As I have mentioned in an earlier post, I spent a month in the summer of 2016 in Shanghai. That month was spent interning with a company called Studio White Group. They do marketing and pr for restaurants, gyms and other businesses within China, as well as in London-where they have an office- my time there was a mixture of interesting and frustrating.
The experience was interesting as they were when I was there, looking to open a gym on the top of their office space, where their employees could go and work out after work. Consequently, as the intern there, alongside a local lad who was also interning, I was sent off to travel around Shanghai to see various different gyms, and assess them.
The gyms in Shanghai were all kept in small offices, usually in office buildings, the clientele were all professionals who would come during the evening to work out and burn off steam. This much became clear after the first three gyms we went to, all of which had the same layout-weights in the back room, treadmill and other machines in the front- and after a casual web search, the other gyms we were considering looking at all had the same images on their websites!

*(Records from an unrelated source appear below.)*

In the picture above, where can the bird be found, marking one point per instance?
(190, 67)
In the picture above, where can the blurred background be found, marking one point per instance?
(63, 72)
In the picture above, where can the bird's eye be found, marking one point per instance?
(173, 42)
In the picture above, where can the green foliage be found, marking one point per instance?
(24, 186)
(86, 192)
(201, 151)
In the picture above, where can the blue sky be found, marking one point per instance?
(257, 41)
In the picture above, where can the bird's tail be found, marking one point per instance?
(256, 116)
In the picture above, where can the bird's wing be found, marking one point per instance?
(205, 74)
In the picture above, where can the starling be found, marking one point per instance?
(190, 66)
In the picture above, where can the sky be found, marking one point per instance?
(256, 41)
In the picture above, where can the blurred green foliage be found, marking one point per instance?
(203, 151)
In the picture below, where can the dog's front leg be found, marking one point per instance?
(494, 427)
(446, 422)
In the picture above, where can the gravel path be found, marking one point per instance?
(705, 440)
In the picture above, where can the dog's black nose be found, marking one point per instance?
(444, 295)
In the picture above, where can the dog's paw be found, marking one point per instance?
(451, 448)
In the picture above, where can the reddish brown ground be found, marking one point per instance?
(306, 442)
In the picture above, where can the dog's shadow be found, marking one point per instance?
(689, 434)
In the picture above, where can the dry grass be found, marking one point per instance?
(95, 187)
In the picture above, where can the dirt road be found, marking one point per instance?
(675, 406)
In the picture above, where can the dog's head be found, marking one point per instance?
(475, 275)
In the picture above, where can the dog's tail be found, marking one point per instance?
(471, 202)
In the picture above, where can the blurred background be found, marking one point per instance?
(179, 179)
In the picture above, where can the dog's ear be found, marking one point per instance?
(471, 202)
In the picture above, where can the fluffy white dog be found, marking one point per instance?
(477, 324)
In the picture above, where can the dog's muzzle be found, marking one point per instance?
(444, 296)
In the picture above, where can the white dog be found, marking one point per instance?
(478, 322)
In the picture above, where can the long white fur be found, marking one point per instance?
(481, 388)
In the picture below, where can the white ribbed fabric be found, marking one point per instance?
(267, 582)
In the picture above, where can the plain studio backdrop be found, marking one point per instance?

The gym staff were usually reluctant to tell us anything about the services they offered and how much they charged for such services. It appeared they thought we were competition, which we were, but still, that was frustrating as it really hindered our ability to do our research properly. Eventually, we came up with a plan for getting information. I would say I was an expat looking to join a gym and that I was there with a friend I knew, who was helping me. That usually ended up making the gym staff friendlier, and as such we got a lot of our data doing that.
Usually, we would see around four or five gyms in the morning, and then we would get lunch. This saw us eat at a variety of local small restaurants which served Chinese food cooked in the traditional way. It was through this that I fell in love with dumplings. The food was great, but after that there was an option before me, return to the office and sit on my hands doing nothing, or return to the hostel. Usually I chose the latter, and this is where the frustration comes in.
During the first week that I was at Studio White I would get into work at eight, and leave at six. For the first four hours, I was usually out looking at gyms, then there was lunch, after that, there was nothing to do. Data compiling took an hour at most, then it was a case of just twiddling my thumbs until it was time to leave. What I realised after the first week was that, as my boss didn’t actually come into work until three in the afternoon if at all, I could actually leave whenever I wanted. This consequently led to me leaving straight from the gyms after we had gotten the information we needed, from the second week onwards.
Whilst this was good in the sense that I was spared hours of boredom, it was frustrating, as I had paid a lot of money to come out to China, and was really getting bugger all work to do. Furthermore, if my memory serves, I do not think that the report I wrote after we had collected all the data deemed appropriate, was not actually used or looked at by my boss, thus making the whole thing pointless!
Still, the hours off from work gave me the chance to explore Shanghai, which I did with a lot of enjoyment. Exploring the temples and the food shops was a lot of fun. So, in the end I guess it was worth it.
All in all, it was not a bad experience, though the work perhaps could’ve been better.